Di Giovanni: "need to take risks"
Mirror editor Piers Morgan has banned heroics. "I’ve made it very clear to all my journalists covering Afghanistan that their safety is paramount. I don’t want heroics, anybody chasing that extra picture or brilliant piece of reportage if they are risking their lives.
"I have said that we want to be absolutely aware of any situation they think is remotely risky. They are under strict instructions not to do anything without prior consultation."
Morgan said the deaths of seven journalists in Afghanistan had "concentrated people’s minds that this has turned into an extremely dangerous environment for journalists".
Mirror reporter Charlie Bain opened his Jalalabad hotel door to be confronted by a man who slammed a Kalashnikov into his chest and tried to rob him. Happily, Bain survived.
Graham Paterson, chief of the Times war desk, said: "We are not sending people along the Jalalabad-Kabul road at the moment. We are urging extreme caution on them all. But it is difficult to prepare yourself for something like this. It brings home how utterly frightening the whole thing is.
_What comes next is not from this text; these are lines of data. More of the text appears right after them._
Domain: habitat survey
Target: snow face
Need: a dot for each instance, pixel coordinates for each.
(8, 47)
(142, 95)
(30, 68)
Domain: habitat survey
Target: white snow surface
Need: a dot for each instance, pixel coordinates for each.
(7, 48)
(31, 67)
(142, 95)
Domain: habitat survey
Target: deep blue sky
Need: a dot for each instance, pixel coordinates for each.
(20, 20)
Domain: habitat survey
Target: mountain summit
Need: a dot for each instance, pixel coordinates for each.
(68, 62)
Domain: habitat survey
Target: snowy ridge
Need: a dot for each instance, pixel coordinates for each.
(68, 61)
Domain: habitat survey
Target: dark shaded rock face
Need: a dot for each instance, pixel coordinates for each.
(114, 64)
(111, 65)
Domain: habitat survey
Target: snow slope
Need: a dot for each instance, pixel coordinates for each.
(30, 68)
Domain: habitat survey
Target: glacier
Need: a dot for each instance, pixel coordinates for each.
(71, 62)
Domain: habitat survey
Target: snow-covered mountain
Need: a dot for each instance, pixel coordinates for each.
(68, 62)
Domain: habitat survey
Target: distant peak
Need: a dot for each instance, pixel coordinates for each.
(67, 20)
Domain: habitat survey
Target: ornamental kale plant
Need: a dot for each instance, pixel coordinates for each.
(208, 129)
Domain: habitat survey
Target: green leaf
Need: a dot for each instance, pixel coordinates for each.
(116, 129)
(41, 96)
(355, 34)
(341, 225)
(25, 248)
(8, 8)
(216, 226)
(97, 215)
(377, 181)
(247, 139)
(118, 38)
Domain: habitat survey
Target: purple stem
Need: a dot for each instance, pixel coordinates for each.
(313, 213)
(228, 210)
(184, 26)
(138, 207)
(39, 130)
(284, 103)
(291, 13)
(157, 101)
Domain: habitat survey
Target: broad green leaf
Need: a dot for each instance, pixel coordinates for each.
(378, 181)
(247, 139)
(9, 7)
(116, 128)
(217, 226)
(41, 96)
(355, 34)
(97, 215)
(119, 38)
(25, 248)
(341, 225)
"Many people have come up that road, including two of our people, Janine di Giovanni and Steve Farrell, and have been all right. They went up in convoys with other people. Those who died were fantastically unlucky."
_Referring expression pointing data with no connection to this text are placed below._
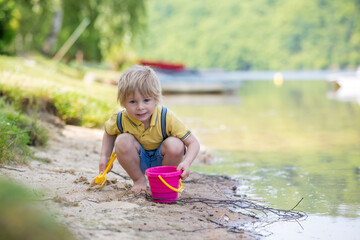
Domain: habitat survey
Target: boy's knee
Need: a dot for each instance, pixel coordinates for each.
(173, 146)
(125, 142)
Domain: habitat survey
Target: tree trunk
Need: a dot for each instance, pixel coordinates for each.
(50, 42)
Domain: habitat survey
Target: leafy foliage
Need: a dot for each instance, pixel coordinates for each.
(17, 132)
(20, 219)
(112, 23)
(260, 34)
(8, 23)
(56, 88)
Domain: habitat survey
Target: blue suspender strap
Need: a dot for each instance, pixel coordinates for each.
(163, 122)
(118, 122)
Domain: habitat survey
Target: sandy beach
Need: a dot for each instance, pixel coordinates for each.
(64, 169)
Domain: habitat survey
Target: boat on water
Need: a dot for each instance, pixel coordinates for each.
(346, 86)
(175, 78)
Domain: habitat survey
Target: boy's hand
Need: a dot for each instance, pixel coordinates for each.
(185, 166)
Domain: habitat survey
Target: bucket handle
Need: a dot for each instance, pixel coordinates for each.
(179, 190)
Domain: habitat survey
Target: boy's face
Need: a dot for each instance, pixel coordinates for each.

Di Giovanni wrote after her journey: "The reality is that when you are covering a war, it is necessary to take certain risks. Still, your heart sinks every time you do it."
Alec Russell, foreign editor of The Daily Telegraph, said he was relying on the experience of his correspondents and has told them if they decide they do not want to leave their positions on a particular day "it will be fine by us and we are not looking for the first exclusive from Kandahar. I don’t think that will stop them wanting to get the best stories." He fears Afghanistan may become "almost too dangerous to cover", like Chechnya.
Daily Mail reporter Peter Allen and photographer Brian Bould were in the same convoy as the dead journalists but turning off to visit a military base may have saved their lives.